1. The eight axioms
A vector space starts with two ingredients and a list of rules.
A set $V$ equipped with two operations
$+ \colon V \times V \to V \qquad \cdot \colon F \times V \to V$
(vector addition and scalar multiplication) such that the eight axioms below hold for every $\mathbf{u}, \mathbf{v}, \mathbf{w} \in V$ and every $a, b \in F$.
The field $F$ is almost always $\mathbb{R}$ or $\mathbb{C}$ in practice — think of it as "the kind of number you're allowed to multiply by." The set $V$ is the home of the vectors.
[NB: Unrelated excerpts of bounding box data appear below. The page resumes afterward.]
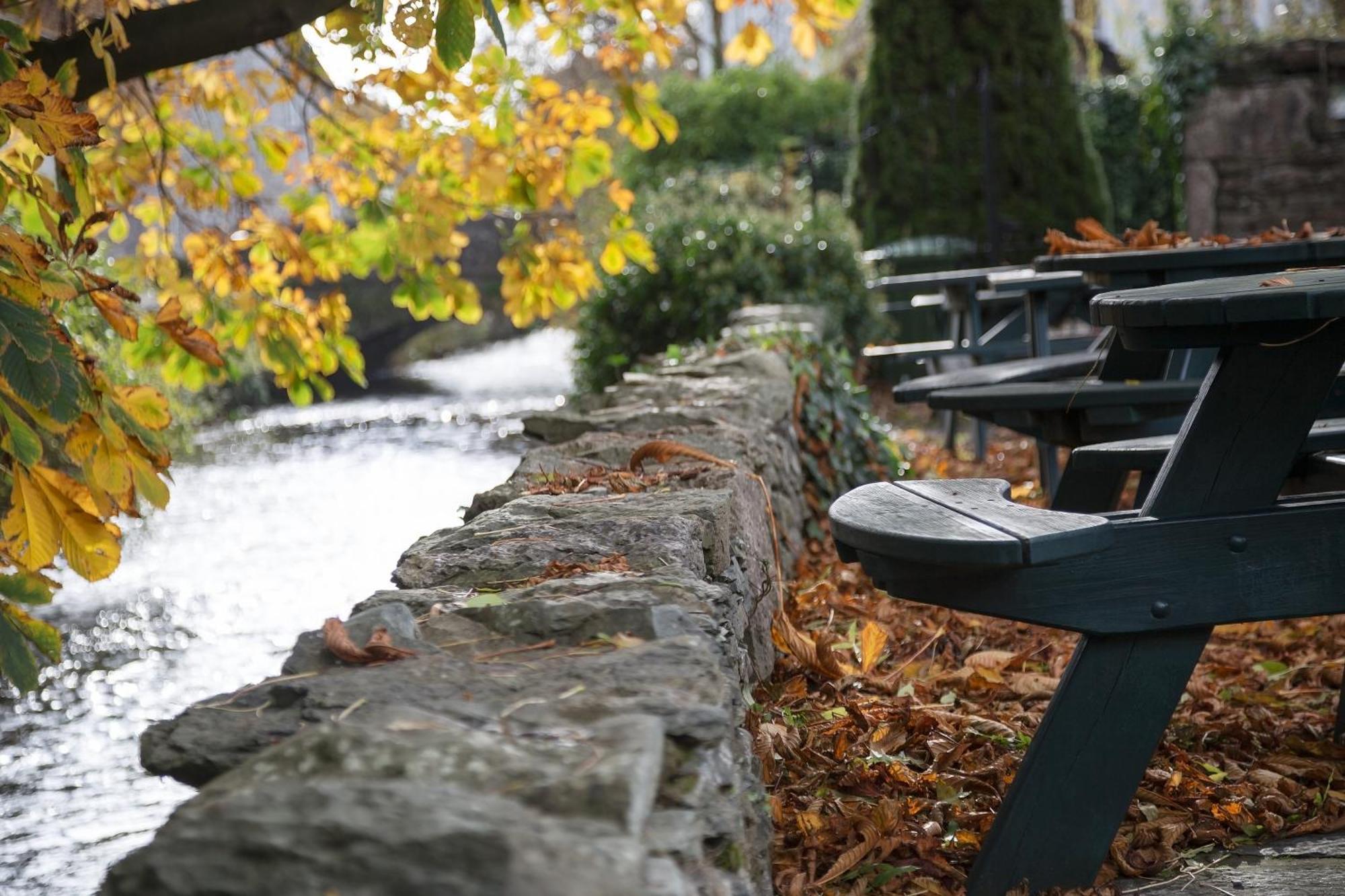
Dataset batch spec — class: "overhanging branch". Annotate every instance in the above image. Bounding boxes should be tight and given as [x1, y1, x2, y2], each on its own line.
[28, 0, 347, 99]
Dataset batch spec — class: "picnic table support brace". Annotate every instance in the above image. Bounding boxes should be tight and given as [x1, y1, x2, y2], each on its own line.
[967, 327, 1345, 896]
[967, 628, 1210, 896]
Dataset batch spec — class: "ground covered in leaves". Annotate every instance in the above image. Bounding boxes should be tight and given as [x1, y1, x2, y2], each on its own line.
[751, 430, 1345, 896]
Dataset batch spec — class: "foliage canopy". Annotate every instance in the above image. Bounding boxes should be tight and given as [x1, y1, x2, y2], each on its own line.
[0, 0, 854, 689]
[576, 171, 874, 389]
[854, 0, 1108, 255]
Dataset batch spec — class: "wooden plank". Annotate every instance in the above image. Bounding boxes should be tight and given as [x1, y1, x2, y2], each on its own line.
[1143, 328, 1345, 517]
[861, 495, 1345, 635]
[967, 631, 1206, 896]
[892, 350, 1102, 403]
[868, 265, 1024, 289]
[967, 317, 1345, 895]
[1069, 418, 1345, 471]
[830, 479, 1111, 567]
[1091, 270, 1345, 328]
[829, 482, 1022, 567]
[927, 379, 1200, 413]
[1032, 237, 1345, 276]
[894, 479, 1111, 567]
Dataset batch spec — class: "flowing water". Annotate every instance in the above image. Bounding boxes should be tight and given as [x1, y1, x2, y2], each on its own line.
[0, 331, 570, 896]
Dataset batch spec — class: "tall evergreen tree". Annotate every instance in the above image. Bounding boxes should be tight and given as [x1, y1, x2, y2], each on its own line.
[853, 0, 1108, 258]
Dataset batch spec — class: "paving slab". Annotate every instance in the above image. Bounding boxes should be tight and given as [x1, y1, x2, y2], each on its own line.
[1120, 834, 1345, 896]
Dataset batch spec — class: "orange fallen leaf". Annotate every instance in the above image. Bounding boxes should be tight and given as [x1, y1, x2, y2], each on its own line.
[859, 619, 888, 674]
[155, 296, 225, 367]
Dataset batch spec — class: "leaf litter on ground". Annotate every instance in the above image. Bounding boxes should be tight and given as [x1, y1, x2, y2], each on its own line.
[749, 429, 1345, 896]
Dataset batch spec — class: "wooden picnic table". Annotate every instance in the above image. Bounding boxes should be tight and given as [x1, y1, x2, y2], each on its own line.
[863, 265, 1092, 456]
[1032, 237, 1345, 289]
[830, 270, 1345, 896]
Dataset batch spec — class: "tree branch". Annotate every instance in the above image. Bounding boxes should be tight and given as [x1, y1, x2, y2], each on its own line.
[28, 0, 346, 99]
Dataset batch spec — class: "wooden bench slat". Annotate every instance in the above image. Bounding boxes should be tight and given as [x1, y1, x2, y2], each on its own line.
[1069, 418, 1345, 471]
[1092, 269, 1345, 328]
[892, 350, 1102, 403]
[927, 379, 1200, 413]
[830, 479, 1111, 567]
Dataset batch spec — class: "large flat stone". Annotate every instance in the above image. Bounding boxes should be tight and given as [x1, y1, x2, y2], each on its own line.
[140, 635, 740, 786]
[202, 705, 663, 834]
[393, 490, 733, 588]
[100, 778, 646, 896]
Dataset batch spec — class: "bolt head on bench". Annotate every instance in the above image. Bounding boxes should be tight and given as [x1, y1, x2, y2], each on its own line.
[830, 479, 1112, 568]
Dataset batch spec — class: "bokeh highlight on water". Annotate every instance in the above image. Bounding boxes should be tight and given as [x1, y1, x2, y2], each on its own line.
[0, 329, 572, 896]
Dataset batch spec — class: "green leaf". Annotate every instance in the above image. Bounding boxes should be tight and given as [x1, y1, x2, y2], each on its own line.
[434, 0, 476, 71]
[0, 572, 51, 604]
[0, 600, 61, 663]
[482, 0, 508, 52]
[0, 298, 55, 363]
[0, 401, 42, 467]
[0, 335, 87, 423]
[0, 19, 32, 55]
[0, 614, 38, 692]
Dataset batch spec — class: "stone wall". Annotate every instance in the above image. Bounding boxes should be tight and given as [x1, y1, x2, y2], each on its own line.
[102, 323, 804, 896]
[1185, 40, 1345, 237]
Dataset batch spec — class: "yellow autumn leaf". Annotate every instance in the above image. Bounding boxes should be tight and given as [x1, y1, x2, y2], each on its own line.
[32, 467, 98, 517]
[724, 22, 775, 66]
[32, 467, 121, 581]
[89, 289, 140, 341]
[597, 239, 625, 277]
[114, 386, 172, 430]
[859, 619, 888, 673]
[126, 452, 168, 510]
[607, 180, 635, 211]
[85, 440, 130, 503]
[0, 463, 61, 569]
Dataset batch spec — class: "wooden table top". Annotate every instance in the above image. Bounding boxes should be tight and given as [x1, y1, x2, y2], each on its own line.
[1092, 268, 1345, 328]
[1032, 237, 1345, 273]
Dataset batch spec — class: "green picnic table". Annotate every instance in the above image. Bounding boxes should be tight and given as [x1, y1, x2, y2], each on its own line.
[830, 270, 1345, 896]
[915, 237, 1345, 495]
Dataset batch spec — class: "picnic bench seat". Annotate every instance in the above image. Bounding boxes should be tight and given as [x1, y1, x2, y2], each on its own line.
[892, 348, 1103, 403]
[1052, 419, 1345, 513]
[925, 379, 1200, 448]
[830, 270, 1345, 896]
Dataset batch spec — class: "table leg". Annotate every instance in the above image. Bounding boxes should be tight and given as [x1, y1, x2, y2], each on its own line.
[935, 305, 966, 451]
[1037, 438, 1060, 499]
[1025, 292, 1050, 358]
[967, 319, 1345, 896]
[1037, 460, 1127, 514]
[967, 628, 1210, 896]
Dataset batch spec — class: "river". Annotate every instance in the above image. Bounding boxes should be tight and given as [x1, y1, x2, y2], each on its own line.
[0, 331, 572, 896]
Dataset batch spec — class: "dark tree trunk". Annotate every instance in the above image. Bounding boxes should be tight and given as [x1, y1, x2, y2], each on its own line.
[28, 0, 344, 99]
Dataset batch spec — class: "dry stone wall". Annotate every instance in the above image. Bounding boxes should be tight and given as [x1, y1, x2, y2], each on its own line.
[102, 317, 804, 896]
[1185, 40, 1345, 237]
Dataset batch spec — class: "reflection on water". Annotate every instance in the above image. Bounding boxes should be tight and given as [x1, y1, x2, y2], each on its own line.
[0, 331, 570, 896]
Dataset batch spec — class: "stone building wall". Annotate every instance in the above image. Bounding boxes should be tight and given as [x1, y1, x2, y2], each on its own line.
[1185, 40, 1345, 235]
[101, 311, 806, 896]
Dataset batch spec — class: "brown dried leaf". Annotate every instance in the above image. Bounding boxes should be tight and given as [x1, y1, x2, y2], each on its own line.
[323, 616, 374, 663]
[628, 438, 733, 473]
[859, 619, 888, 676]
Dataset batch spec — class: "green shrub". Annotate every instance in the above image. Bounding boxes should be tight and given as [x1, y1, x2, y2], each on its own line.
[620, 65, 854, 192]
[576, 172, 876, 389]
[1084, 0, 1229, 229]
[853, 0, 1108, 258]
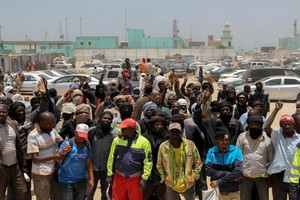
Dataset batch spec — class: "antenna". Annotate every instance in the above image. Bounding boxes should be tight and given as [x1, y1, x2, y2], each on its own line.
[66, 17, 68, 41]
[79, 17, 82, 35]
[125, 10, 127, 42]
[294, 19, 297, 37]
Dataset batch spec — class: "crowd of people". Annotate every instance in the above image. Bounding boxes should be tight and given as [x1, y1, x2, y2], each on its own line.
[0, 59, 300, 200]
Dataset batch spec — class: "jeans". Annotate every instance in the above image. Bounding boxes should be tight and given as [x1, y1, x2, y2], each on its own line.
[32, 173, 60, 200]
[59, 179, 87, 200]
[0, 164, 26, 200]
[240, 177, 269, 200]
[166, 185, 196, 200]
[88, 171, 108, 200]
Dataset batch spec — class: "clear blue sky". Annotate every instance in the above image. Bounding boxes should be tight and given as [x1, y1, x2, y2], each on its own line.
[0, 0, 300, 50]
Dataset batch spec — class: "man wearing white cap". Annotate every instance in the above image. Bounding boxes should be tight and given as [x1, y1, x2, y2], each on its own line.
[156, 123, 202, 200]
[58, 124, 94, 199]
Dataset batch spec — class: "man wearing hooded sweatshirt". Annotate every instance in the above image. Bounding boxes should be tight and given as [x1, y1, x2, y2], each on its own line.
[143, 116, 169, 200]
[236, 115, 274, 200]
[88, 111, 114, 200]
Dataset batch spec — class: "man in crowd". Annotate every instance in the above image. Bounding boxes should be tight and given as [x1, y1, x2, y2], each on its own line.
[58, 124, 94, 200]
[236, 115, 274, 200]
[156, 123, 202, 200]
[107, 118, 153, 199]
[0, 104, 27, 200]
[88, 111, 114, 200]
[264, 101, 300, 200]
[27, 112, 63, 200]
[205, 126, 243, 200]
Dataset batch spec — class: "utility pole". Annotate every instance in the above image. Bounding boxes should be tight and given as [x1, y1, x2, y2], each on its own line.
[79, 17, 82, 35]
[66, 17, 68, 41]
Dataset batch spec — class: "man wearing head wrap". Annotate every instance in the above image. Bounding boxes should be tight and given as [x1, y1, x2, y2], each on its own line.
[205, 123, 243, 200]
[236, 115, 274, 199]
[138, 101, 158, 133]
[264, 101, 300, 199]
[233, 92, 251, 119]
[143, 116, 169, 200]
[248, 82, 270, 117]
[56, 89, 93, 120]
[59, 104, 96, 139]
[88, 111, 114, 200]
[3, 86, 14, 99]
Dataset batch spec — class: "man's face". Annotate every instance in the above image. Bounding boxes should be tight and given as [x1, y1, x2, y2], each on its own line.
[220, 106, 231, 115]
[280, 122, 294, 136]
[153, 122, 164, 133]
[15, 106, 25, 120]
[101, 114, 112, 126]
[216, 138, 230, 150]
[169, 129, 181, 140]
[0, 107, 8, 124]
[153, 95, 162, 106]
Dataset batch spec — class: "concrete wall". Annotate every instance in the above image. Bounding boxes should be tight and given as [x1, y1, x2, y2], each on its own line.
[74, 48, 236, 60]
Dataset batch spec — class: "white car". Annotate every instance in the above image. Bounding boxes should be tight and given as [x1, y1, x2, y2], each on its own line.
[235, 76, 300, 101]
[47, 74, 100, 95]
[13, 71, 53, 95]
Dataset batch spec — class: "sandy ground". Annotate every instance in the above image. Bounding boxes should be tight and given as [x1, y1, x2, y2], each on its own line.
[26, 74, 296, 200]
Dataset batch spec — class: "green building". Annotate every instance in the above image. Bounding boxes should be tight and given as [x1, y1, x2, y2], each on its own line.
[75, 36, 119, 49]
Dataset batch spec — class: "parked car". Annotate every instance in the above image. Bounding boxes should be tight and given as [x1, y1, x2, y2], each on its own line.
[242, 67, 299, 83]
[13, 71, 53, 95]
[210, 67, 235, 81]
[171, 63, 187, 77]
[235, 75, 300, 100]
[53, 61, 75, 69]
[47, 74, 100, 95]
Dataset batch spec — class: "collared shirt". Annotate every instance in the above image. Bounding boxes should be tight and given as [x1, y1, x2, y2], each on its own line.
[236, 131, 274, 178]
[267, 129, 300, 183]
[0, 123, 18, 166]
[27, 129, 63, 175]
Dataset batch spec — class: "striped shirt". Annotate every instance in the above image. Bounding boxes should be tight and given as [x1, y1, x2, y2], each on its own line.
[27, 129, 63, 175]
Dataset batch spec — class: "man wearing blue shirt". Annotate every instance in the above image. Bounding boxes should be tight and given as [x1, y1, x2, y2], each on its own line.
[58, 124, 94, 200]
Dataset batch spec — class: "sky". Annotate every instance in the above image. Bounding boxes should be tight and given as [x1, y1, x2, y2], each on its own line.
[0, 0, 300, 50]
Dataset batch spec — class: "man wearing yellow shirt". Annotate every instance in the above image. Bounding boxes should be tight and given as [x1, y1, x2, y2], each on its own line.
[156, 123, 202, 200]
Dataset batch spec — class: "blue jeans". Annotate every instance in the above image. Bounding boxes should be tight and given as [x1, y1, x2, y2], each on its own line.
[59, 179, 87, 200]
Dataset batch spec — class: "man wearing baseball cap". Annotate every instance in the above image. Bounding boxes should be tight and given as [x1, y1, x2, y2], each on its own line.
[107, 118, 153, 199]
[205, 123, 243, 200]
[58, 124, 94, 199]
[156, 123, 202, 200]
[264, 101, 300, 200]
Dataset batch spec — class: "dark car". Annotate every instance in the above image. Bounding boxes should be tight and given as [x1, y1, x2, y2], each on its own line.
[242, 67, 299, 83]
[210, 67, 235, 81]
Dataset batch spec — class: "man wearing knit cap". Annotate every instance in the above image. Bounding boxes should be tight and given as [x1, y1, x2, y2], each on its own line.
[156, 123, 202, 200]
[193, 101, 243, 151]
[205, 123, 243, 200]
[143, 116, 169, 200]
[138, 101, 158, 133]
[236, 115, 274, 200]
[59, 104, 96, 139]
[264, 101, 300, 200]
[107, 118, 153, 200]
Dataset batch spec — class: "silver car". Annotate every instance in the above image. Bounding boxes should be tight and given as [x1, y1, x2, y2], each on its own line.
[235, 76, 300, 101]
[47, 74, 100, 95]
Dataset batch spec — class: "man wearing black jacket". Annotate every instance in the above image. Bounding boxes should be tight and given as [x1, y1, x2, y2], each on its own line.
[88, 111, 114, 200]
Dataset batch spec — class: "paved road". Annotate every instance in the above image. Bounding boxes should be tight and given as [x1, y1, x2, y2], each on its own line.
[28, 74, 296, 200]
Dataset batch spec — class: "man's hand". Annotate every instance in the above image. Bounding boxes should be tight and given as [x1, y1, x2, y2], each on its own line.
[89, 180, 94, 190]
[210, 181, 218, 188]
[139, 179, 146, 190]
[106, 176, 113, 184]
[38, 79, 47, 95]
[275, 101, 283, 111]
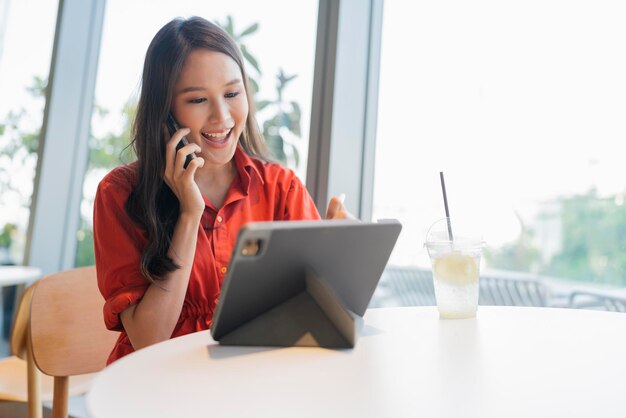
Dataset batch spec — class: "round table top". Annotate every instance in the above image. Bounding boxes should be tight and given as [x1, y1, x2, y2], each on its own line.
[87, 306, 626, 418]
[0, 266, 41, 286]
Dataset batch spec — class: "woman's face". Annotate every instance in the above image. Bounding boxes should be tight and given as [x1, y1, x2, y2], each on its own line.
[171, 49, 248, 168]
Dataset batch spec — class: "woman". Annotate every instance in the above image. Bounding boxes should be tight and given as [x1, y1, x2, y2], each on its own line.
[94, 17, 350, 363]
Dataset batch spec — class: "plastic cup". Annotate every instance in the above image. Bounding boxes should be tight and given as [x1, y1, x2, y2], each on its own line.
[425, 219, 485, 319]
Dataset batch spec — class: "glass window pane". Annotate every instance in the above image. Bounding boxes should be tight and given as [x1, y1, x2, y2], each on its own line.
[373, 0, 626, 298]
[76, 0, 318, 265]
[0, 0, 58, 264]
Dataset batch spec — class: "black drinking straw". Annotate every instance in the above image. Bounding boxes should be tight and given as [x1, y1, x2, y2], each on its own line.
[439, 171, 454, 241]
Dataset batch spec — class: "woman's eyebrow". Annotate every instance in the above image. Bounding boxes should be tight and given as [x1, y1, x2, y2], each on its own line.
[224, 78, 241, 87]
[179, 78, 241, 93]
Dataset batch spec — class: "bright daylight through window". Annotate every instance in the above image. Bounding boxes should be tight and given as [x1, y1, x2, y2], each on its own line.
[373, 0, 626, 300]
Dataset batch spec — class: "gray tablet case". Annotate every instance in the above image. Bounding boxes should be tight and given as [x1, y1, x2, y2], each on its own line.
[211, 220, 402, 347]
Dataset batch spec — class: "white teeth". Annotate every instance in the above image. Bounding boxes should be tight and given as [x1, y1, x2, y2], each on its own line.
[202, 129, 230, 138]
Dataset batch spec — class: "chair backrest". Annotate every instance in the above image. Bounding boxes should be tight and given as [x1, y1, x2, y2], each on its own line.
[30, 266, 119, 376]
[10, 285, 35, 360]
[568, 290, 626, 312]
[370, 266, 435, 308]
[370, 266, 548, 308]
[479, 275, 548, 307]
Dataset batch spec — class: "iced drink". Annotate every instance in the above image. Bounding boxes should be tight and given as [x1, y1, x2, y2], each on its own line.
[426, 220, 483, 319]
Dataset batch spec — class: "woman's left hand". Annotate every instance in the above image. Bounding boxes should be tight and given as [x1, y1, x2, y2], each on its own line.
[326, 193, 357, 220]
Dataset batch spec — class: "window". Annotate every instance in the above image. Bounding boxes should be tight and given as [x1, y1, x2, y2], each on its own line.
[76, 0, 317, 265]
[373, 0, 626, 285]
[0, 0, 58, 264]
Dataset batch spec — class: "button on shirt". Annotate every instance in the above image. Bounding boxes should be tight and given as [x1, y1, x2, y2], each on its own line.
[94, 147, 320, 363]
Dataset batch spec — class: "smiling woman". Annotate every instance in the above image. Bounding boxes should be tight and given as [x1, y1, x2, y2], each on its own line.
[94, 17, 347, 361]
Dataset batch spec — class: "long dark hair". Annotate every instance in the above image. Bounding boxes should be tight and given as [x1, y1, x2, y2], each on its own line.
[126, 17, 267, 283]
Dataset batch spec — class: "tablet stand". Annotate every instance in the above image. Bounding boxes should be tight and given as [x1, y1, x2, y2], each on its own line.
[219, 271, 362, 348]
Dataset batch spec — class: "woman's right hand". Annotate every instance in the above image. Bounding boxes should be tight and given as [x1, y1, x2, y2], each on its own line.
[164, 128, 204, 216]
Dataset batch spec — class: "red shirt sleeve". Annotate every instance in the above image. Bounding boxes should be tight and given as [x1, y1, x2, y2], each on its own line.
[283, 172, 320, 221]
[93, 166, 149, 331]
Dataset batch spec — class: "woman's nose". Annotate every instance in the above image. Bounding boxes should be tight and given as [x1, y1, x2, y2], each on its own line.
[209, 100, 230, 124]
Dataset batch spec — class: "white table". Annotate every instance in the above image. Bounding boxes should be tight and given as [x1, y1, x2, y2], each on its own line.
[87, 306, 626, 418]
[0, 266, 41, 357]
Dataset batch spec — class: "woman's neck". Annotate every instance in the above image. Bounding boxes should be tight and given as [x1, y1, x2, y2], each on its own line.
[196, 158, 237, 209]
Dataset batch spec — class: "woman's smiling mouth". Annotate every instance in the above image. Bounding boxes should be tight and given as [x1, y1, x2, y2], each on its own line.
[200, 128, 233, 148]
The eight axioms below say nothing about what the vectors are; they only constrain how the two operations behave.
$(a + b)\mathbf{v} = a\mathbf{v} + b\mathbf{v}$
Some textbooks list ten — they split closure into "+ stays in $V$" and "$\cdot$ stays in $V$," and split distributivity into its two halves. Others list as few as four (treating $(V, +)$ as an abelian group up front). The content is identical; only the bookkeeping changes. We use the eight-axiom convention because it's the one Axler, Strang, and most undergraduate texts adopt.
What the axioms don't mention is just as telling. No length. No angle. No notion of "between." Those structures live one level up, in inner product spaces. A vector space alone gives you arithmetic: a way to combine things linearly. That's it — and that's enough to build most of linear algebra.
2. A zoo of vector spaces
The reason the axioms are powerful is that they're satisfied by an enormous variety of objects. Every theorem proved "for a general vector space $V$" applies to all of them at once.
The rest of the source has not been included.